I was educated on Worm Farms this weekend. Caleb’s friend has been worm farming for a while and recently upgraded to a new system specifically designed for worm composting. We biked over to her house this beautiful fall day, rustling through streets blanketed by crackling yellow autumn leaves. The mild temps and cloudless sky made this the nicest fall weekend I can remember. Oh yeah the worms…
I had no idea what to expect, other than having heard the phrase “worm farms” somewhere on TV. I pictured a small fenced in mound of compost with rotting eggshells and banana peels, similar to what I’ve seen in some backyards. (Make that non HOA controlled backyards.) However that’s not the case. Worms are clean and efficient. A modern worm farm is a three or four level stack of trays. You can create them out of large tupperware bins and partition your waste so that the worms will farm within sections, but doing this requires you to dig around the sections being farmed in order to collect the soil, thus upsetting your worms. A better worm farm contains the plates of trays. You dispose of your waste in the (covered) top tray. The worms get busy munching, and soon the bottom layers collect with waste rich dirt. You collect the dirt and use it for gardening and planting, and grow your own nutrient rich fruits and vegetables without the need for fertilizers. Also since much of the organic waste has high water content the extra runoff is collected into a small can or jar. This is known as “worm tea” and can be used to water your plants with the same nutrients and minerals available in the dirt.

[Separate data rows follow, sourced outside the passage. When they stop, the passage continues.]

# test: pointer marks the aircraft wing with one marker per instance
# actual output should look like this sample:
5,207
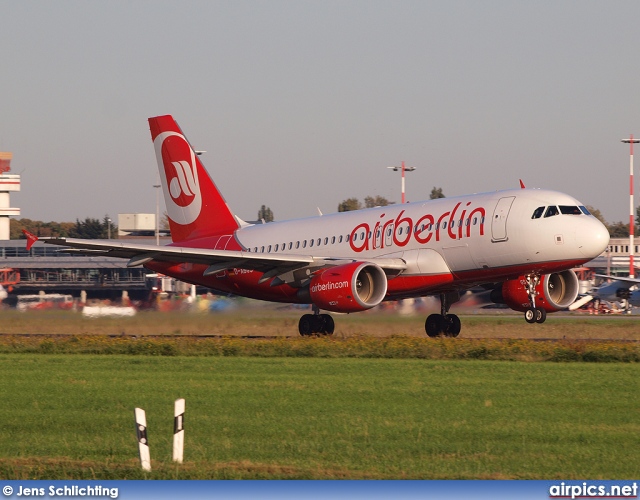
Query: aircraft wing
217,260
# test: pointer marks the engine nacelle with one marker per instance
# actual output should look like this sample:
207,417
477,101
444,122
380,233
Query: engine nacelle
348,288
554,292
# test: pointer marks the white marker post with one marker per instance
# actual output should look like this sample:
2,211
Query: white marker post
143,442
178,431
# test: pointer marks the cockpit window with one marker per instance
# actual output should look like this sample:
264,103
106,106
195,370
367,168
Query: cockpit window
551,211
570,210
537,213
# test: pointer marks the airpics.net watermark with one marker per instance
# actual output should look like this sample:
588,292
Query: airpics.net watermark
61,491
589,490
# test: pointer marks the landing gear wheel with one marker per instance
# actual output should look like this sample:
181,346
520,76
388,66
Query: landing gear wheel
453,325
530,315
434,326
306,324
327,325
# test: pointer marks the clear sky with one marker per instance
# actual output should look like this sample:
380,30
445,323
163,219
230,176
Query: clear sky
302,104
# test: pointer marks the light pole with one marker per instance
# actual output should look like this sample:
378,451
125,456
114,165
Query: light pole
157,186
631,141
404,169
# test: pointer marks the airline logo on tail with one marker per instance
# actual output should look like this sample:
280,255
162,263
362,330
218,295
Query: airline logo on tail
181,185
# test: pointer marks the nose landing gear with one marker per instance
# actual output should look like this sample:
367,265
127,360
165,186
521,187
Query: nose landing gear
533,314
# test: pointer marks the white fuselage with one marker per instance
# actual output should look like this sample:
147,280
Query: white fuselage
480,231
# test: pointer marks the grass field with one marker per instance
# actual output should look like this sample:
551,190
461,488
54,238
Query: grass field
377,400
284,323
72,417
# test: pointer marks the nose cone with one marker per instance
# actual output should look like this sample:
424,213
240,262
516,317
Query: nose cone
592,237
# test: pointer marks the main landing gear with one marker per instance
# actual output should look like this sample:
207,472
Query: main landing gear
533,314
444,324
316,323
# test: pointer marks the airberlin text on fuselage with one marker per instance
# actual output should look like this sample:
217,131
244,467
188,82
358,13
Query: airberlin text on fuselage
452,225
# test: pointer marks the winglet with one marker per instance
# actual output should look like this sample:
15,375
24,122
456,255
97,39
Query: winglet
31,238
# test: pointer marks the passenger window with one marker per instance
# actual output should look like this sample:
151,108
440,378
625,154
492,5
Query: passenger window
537,213
551,211
570,210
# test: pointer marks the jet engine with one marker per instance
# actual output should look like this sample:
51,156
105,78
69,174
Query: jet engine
554,292
352,287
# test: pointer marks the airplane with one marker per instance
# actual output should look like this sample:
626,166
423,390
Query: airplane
523,243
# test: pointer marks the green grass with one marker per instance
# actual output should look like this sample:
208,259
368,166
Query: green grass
72,417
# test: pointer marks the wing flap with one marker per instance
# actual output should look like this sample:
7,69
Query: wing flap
216,260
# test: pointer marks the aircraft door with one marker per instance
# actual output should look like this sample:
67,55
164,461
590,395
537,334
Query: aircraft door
499,219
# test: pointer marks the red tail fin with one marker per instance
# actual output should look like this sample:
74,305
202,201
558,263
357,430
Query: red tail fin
195,207
31,238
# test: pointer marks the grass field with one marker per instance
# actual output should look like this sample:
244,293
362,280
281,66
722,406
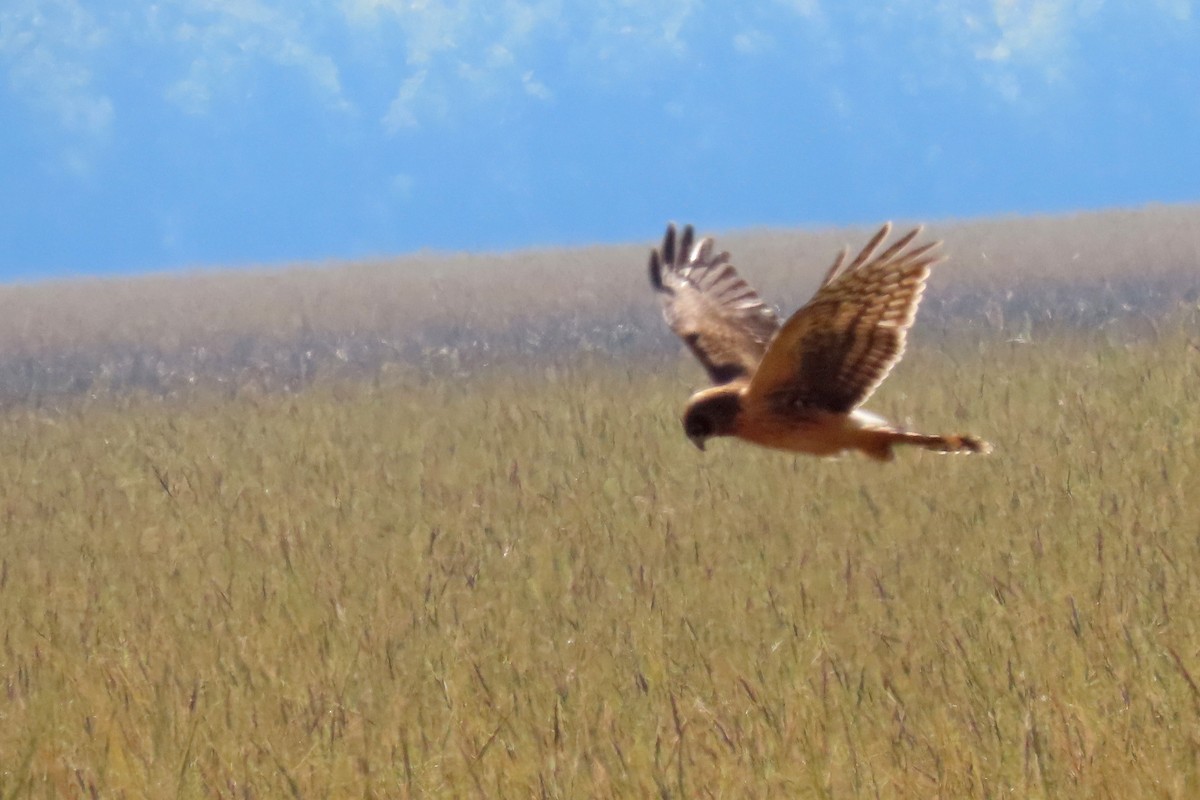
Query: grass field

Because this “mini ecosystem” is constantly active there is no smell. And the part most impressive? Household items that you would normally waste: apple cores, coffee grounds, banana peels, green peppers, newspapers, paper towel rolls, and even egg cartons go straight into the worm farm, and eventually are processed into dirt. How cool is that?
Our friends keep their worm farm in the basement with a work light above it. Worms shy away from bright light but a red gel will keep them active as you watch. Or setup a webcam and create time lapse videos as our friends plans to do. You can purchase worms online or at a gardening store, and no need to worry about worms overwhelming your farm since their space will regulate their reproduction.
This is seriously the most impressive organic or green household activity I’ve seen. It’s easy, simple, and interesting. The way these worms, which live in something the size of a large shop-vac, can create natural dirt is just cool. Your organic waste now serves a purpose.
Left photo: adding waste for the worms. Right: Done! It’s soil now.